Dans :  Formation et recherche › connaissance de l'enfant › 
Décembre 1952

Un Délégué Départemental nous écrit : « Les Techniques Freinet de l'Ecole Moderne, telles qu'elles sont employées en ce moment, préparent-elles bien les enfants à la vie en société ? L'enseignement tel qu'on le donne dans les classes modernisées et qui, bien entendu, est basé sur l'intérêt, n'est-il pas un peu trop basé en même temps sur la sensibilité ?

« Le camarade qui a posé cette question et qui a rencontré assez d'échos dans la salle, trouve que cette sensibilité joue un trop grand rôle, qu'elle prédispose l’enfant pour la vie artistique et tend à éloigner de la réalité sociale qui, elle, est souvent impartiale. »

Ce Délégué Départemental sollicite mon avis qui l’aidera à nourrir et à diriger la discussion. Aussi bien, commencerons-nous par ce biais l’étude annoncée sur les thèmes mentionnés dans notre précédent numéro pour la Défense et l'illustration des Techniques Freinet de l'Ecole Moderne.

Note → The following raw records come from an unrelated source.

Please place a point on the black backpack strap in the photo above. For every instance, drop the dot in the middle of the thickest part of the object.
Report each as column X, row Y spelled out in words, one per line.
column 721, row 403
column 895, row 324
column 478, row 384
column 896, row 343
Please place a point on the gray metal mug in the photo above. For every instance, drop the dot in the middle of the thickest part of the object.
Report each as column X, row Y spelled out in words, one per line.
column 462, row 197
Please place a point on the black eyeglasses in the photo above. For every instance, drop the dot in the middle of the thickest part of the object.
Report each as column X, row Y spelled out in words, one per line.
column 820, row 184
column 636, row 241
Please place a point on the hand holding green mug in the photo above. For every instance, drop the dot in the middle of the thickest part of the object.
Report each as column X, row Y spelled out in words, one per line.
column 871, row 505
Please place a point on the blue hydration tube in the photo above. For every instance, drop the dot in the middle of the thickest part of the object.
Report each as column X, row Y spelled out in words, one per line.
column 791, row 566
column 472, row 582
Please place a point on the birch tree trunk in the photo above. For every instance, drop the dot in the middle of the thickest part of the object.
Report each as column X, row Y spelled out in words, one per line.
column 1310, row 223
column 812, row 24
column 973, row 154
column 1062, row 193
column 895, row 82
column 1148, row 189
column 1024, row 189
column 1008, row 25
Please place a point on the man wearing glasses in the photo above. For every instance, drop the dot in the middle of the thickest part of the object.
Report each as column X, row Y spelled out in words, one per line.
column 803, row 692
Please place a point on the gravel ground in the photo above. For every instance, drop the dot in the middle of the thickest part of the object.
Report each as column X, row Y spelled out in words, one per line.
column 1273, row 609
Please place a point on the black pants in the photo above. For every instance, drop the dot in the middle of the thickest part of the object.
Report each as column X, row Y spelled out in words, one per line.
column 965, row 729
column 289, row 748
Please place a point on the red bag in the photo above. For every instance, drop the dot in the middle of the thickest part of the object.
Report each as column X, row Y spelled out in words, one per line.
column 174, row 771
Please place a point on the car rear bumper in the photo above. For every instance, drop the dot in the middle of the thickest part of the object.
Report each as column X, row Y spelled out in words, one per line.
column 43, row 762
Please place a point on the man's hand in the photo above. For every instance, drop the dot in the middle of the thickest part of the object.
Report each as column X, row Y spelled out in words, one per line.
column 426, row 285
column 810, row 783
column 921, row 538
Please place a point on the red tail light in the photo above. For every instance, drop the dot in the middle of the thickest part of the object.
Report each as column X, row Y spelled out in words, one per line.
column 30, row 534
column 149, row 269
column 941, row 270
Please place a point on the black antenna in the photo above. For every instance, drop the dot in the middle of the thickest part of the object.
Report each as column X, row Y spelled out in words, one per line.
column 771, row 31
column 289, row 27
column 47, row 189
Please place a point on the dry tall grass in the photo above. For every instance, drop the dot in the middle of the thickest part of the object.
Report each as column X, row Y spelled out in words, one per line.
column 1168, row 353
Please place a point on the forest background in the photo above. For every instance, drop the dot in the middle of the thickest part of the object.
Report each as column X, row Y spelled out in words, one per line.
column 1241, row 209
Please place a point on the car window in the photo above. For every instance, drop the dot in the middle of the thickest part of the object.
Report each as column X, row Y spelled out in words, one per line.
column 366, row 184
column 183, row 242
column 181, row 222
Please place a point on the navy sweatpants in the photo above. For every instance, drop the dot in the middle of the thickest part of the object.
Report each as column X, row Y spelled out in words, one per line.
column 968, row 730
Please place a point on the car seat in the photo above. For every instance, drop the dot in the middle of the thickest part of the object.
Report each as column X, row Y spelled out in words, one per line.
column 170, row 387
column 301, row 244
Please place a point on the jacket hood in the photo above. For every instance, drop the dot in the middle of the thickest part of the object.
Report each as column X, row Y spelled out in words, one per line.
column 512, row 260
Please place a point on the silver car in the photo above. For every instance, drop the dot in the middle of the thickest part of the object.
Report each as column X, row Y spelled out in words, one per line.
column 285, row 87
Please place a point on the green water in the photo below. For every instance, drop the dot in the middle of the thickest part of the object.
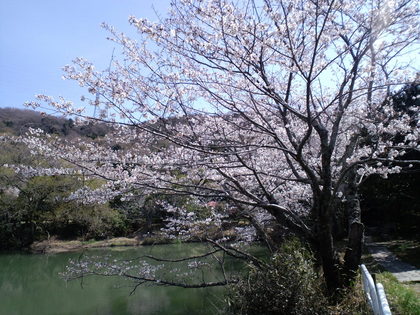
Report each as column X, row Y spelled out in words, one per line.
column 30, row 284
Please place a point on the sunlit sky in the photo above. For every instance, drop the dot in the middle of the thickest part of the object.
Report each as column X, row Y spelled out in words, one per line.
column 37, row 38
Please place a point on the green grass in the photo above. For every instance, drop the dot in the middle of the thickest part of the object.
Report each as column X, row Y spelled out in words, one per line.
column 402, row 299
column 407, row 250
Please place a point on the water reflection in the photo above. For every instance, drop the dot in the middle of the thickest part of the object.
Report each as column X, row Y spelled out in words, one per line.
column 29, row 284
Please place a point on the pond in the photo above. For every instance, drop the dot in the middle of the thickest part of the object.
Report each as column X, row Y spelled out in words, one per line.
column 30, row 284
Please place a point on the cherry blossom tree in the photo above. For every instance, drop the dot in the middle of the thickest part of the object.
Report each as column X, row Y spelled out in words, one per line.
column 278, row 108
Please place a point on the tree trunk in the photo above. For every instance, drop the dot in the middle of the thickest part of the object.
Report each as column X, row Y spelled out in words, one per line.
column 353, row 253
column 330, row 262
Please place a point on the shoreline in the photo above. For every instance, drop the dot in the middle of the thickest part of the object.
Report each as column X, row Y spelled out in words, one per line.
column 53, row 246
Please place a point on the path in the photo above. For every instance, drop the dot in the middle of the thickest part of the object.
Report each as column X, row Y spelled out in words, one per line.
column 402, row 271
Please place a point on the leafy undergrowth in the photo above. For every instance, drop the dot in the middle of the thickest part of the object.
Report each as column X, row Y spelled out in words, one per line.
column 402, row 299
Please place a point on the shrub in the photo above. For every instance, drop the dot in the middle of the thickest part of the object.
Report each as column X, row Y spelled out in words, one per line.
column 288, row 284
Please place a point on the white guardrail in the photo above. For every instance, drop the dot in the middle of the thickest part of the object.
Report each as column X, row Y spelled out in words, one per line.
column 375, row 293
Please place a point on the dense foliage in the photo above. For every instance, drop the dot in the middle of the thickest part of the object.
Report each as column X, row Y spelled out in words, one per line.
column 277, row 109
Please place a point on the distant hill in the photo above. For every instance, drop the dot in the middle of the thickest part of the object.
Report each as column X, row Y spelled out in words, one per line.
column 18, row 121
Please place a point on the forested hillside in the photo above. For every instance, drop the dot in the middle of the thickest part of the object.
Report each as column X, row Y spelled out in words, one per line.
column 18, row 121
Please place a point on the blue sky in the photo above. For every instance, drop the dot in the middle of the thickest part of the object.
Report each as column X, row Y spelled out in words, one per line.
column 37, row 38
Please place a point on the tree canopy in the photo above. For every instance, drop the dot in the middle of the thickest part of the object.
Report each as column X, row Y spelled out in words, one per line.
column 277, row 109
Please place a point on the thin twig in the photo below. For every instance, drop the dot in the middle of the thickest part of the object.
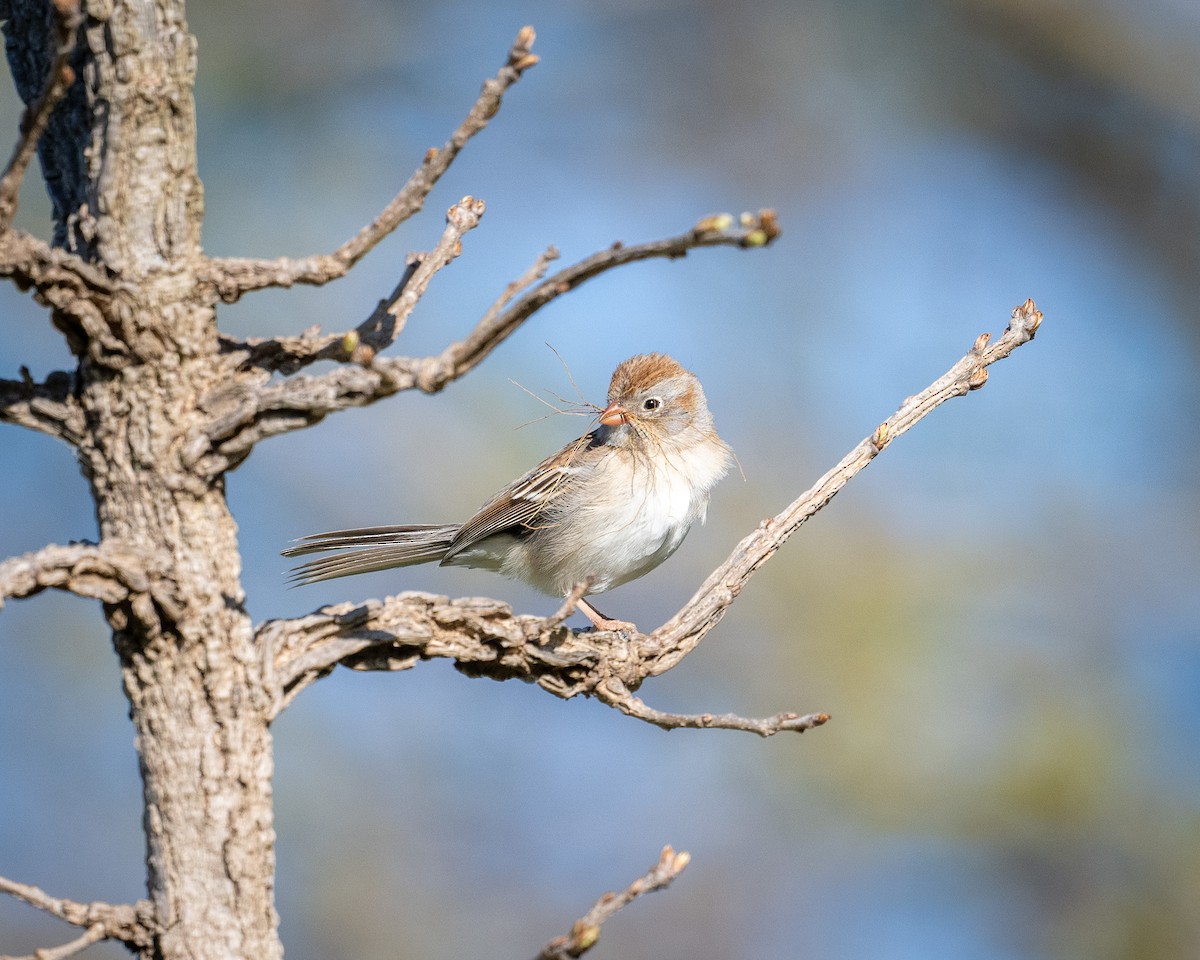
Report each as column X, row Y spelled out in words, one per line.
column 267, row 409
column 37, row 115
column 616, row 694
column 435, row 372
column 49, row 407
column 130, row 923
column 94, row 934
column 586, row 931
column 270, row 408
column 232, row 277
column 679, row 635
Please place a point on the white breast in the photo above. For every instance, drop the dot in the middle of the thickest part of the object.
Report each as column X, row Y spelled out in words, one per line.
column 621, row 520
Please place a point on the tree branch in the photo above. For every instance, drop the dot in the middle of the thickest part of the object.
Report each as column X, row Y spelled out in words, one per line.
column 616, row 694
column 487, row 640
column 133, row 924
column 271, row 408
column 91, row 935
column 751, row 231
column 109, row 573
column 243, row 415
column 679, row 635
column 586, row 931
column 36, row 117
column 232, row 277
column 47, row 407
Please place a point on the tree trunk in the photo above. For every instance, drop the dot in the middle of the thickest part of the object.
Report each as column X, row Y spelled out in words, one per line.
column 119, row 160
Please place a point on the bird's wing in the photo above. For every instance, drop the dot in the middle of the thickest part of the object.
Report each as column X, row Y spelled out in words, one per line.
column 517, row 510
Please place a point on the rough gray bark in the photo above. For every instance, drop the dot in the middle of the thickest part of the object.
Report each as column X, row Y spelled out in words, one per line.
column 159, row 407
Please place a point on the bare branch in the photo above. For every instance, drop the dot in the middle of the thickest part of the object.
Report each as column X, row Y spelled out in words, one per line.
column 586, row 931
column 291, row 354
column 679, row 635
column 54, row 274
column 750, row 231
column 109, row 573
column 91, row 935
column 615, row 694
column 385, row 323
column 36, row 117
column 244, row 417
column 486, row 640
column 47, row 407
column 232, row 277
column 130, row 923
column 275, row 408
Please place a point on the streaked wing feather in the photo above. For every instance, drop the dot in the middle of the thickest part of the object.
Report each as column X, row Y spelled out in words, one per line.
column 515, row 509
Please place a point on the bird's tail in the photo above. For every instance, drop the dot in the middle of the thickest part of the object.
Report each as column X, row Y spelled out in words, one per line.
column 367, row 550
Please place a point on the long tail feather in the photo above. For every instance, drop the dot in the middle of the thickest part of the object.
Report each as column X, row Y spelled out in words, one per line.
column 367, row 550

Nous débutons d’autant plus volontiers par ce thème que nous l’avons souvent lu ou entendu dans la série des critiques pédagogiques — en France et à l’étranger, — et qu’il s’agit là d’une question vraiment essentielle, qui touche au nœud du problème, à l’esprit qui doit animer notre éducation et que nous nous efforçons de dégager de la froide forme scolastique.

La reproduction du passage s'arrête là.